The Loop

(1 min read)

Does this happen to anyone else?

When I’m watching a movie on my phone that I shot myself, I tend to laugh in the same spots and in the same way as I did while filming the original video. The end result is an echo of myself, past and present.

I like that this happens. It tells me that my laugh is genuine and that I’m fully experiencing the moment all over again. It’s crazy; I can watch the video over and over and I’ll laugh (or at least have the urge to laugh) in the same exact place.

But it’s startling at the same time because it signifies that the world isn’t entirely open-ended for me, that I’m on my own very specific course that’s as predictable as the sun rising and setting every day. If given a set of circumstances, I will respond in the same exact way, nearly every time. Like I said, it’s a bit maddening.

I don’t think many of us want to be predictable. I know I don’t!

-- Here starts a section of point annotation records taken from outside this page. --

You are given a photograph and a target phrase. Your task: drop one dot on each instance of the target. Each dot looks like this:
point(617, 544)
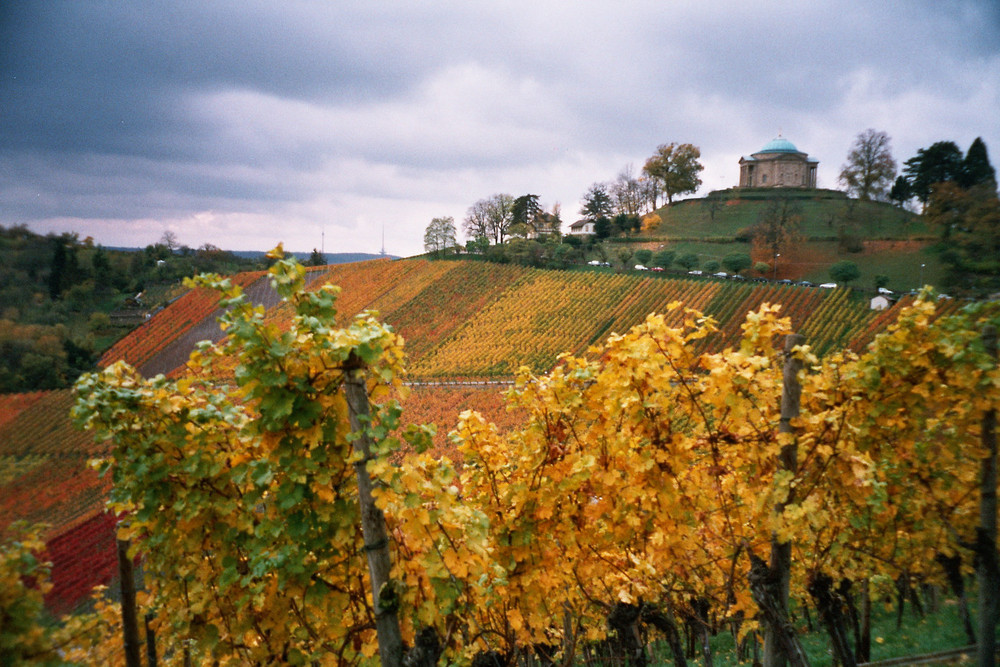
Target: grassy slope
point(708, 226)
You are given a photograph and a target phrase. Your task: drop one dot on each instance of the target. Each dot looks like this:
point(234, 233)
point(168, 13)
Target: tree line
point(57, 292)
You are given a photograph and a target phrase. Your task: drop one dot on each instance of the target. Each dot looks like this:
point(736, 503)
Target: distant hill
point(331, 257)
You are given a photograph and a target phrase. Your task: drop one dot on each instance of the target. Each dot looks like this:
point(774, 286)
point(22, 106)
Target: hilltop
point(880, 238)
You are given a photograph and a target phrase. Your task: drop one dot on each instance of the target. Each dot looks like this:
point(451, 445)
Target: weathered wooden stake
point(130, 621)
point(385, 599)
point(781, 552)
point(987, 574)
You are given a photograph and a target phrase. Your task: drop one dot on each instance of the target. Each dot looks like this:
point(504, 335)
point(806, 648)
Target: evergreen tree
point(976, 168)
point(941, 163)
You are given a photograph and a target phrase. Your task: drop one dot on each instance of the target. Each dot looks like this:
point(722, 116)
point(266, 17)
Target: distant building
point(779, 164)
point(880, 302)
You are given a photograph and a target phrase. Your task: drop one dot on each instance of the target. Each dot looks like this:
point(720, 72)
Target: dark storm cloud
point(312, 113)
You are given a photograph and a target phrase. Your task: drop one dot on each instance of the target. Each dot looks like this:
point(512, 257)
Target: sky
point(335, 125)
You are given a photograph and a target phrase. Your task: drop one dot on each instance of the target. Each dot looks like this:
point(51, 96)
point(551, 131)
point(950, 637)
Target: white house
point(880, 302)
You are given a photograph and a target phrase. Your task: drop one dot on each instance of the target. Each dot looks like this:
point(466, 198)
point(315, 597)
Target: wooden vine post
point(779, 647)
point(130, 621)
point(385, 600)
point(987, 571)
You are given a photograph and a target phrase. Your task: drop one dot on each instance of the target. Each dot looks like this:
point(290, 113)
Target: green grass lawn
point(717, 217)
point(938, 631)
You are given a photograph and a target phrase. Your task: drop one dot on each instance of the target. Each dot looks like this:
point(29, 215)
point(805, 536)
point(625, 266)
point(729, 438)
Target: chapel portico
point(779, 164)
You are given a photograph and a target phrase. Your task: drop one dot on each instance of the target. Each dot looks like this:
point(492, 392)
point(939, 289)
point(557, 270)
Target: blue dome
point(779, 145)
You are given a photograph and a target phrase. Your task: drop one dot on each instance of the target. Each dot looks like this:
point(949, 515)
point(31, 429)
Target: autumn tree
point(243, 500)
point(675, 168)
point(524, 214)
point(597, 203)
point(870, 167)
point(440, 236)
point(900, 192)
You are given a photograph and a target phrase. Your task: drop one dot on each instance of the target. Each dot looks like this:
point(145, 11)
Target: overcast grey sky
point(242, 124)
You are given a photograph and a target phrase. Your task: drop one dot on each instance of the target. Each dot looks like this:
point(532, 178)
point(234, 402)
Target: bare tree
point(870, 168)
point(490, 218)
point(627, 193)
point(439, 237)
point(675, 169)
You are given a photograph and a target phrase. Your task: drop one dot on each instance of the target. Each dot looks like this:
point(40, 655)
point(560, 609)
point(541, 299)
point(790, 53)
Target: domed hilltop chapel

We’d like to believe that every moment is new and that our reactions are limitless, that we can choose to be who we are at any given time, that we are not merely a product of circumstances dictating clusters of behavior.

But we are just that: complex yet simple, intricately designed but broadly defined, deep thinkers with small parts, open yet closed as hell, traveling the world one foot at a time, on a thin line that loops back on itself.

That’s just the truth. If you want something fresh, you have to actively not make the loop and that can seem as hard as keeping the sun from dropping behind the horizon.